Further, Ogg recently added Kate, a codec for karaoke with animated text and images. Kate defines its own file format for specifying karaoke and animations. Experience from the implementation of Kate needs to be included in an accessibility solution for Ogg. We may even work together with the Kate developer to solve this larger problem.
There is currently no implementation of W3C Timed Text (TT) for Ogg or of any of the other subtitling formats.
-- What is involved with creating a caption format for Ogg ==
Definition of inclusion of a text stream such as W3C TT into Ogg requires a so-called media mapping:
- definition of the format of the codec bitstream, i.e. what packets of data are being encoded and how do they fit into Ogg pages
- definition of the format of the codec header pages
This enables multiplexing of the data stream into the Ogg container.
At this stage we are not clear which format to use. The solution may be found in one format that supports all the requirements, or in multiple formats with the provisioning of a framework for how to implement and interrelate these formats with each other. We may potentially need to cover new ground, create a new specification and promote it into the different relevant communities. Or the best solution may be to support one of the existing subtitling formats and extend it to cover other accessibility needs.
Also, there needs to be a recommendation for how to display the different text codecs on screen, such that a standard means of display for the different types is achieved. E.g. audio annotations are not to be displayed as text, but rather be rendered through a text-to-speech, etc.
As for the implementation of support for a new text codec, there is a whole swag of software to be extended.

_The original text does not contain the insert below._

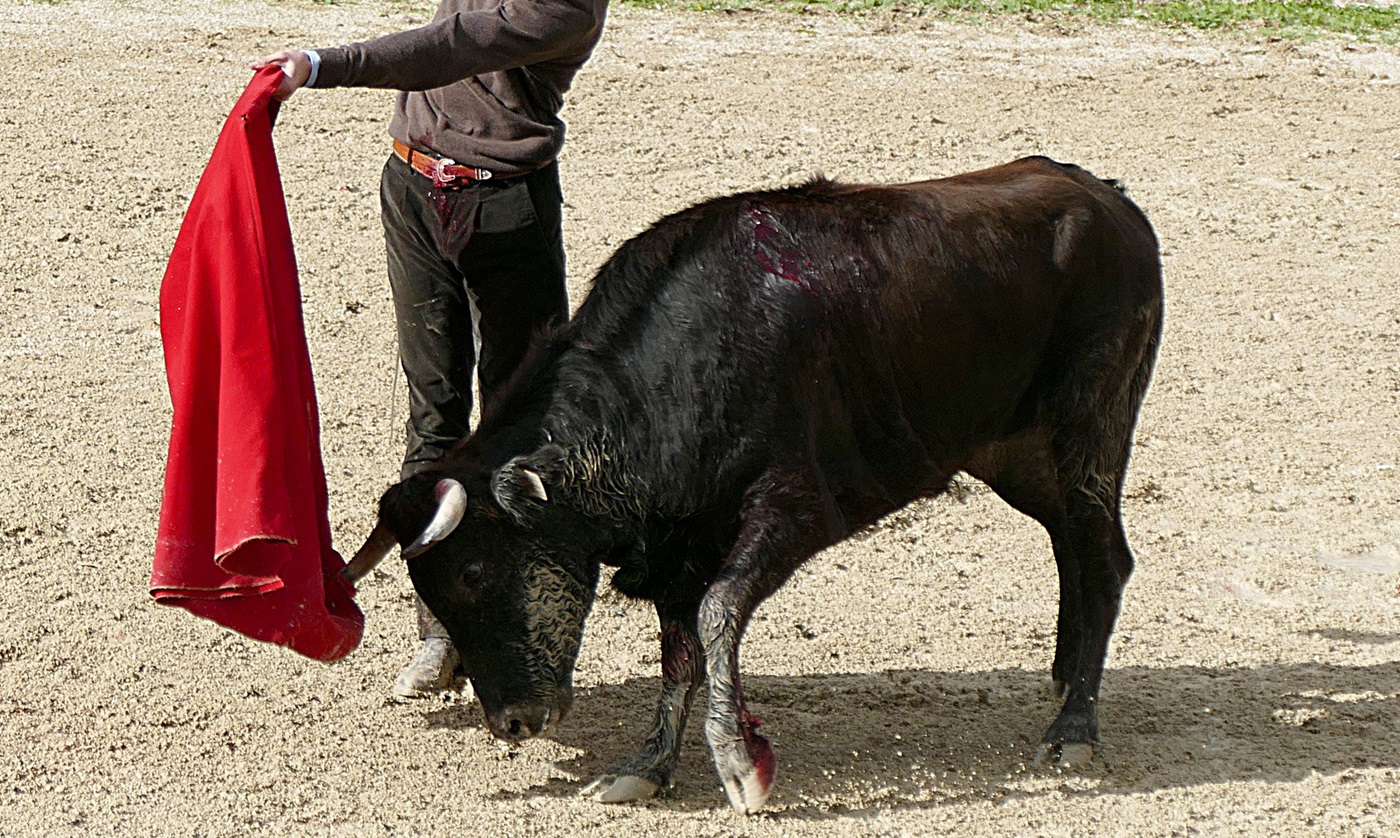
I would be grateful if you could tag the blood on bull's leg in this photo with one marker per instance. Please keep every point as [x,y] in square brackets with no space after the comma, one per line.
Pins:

To enable support for a text codec in Firefox requires an extension to liboggz, liboggplay and to the Mozilla adaptation code. The adaption code is in the implementation of the WHATWG HTMLMediaElement, HTMLAudioElement and HTMLVideoElement. Basically, the implementation of those DOM objects uses liboggplay functions to decode the data and get the video and audio data. So liboggplay would need functions to extract the decoded caption information. As well as the liboggplay support there would need to be some way of getting the information from the web developer side. That is, DOM methods or events. Implementing those would use the liboggplay functionality that would be added.
To enable support for Desktop use requires support in the OggDSF DirectShow filter, in the XiphQT Quicktime components, in mplayer, vlc, gstreamer, phonon, and xine. Support of these media frameworks has a follow-on effect in that it also creates support for video players, video applications, and Web Browsers that rely on native platform media frameworks to decode video such as Safari.
To enable authoring requires support for ffmpeg, ffmpeg2theora, and further GUI authoring applications to be determined.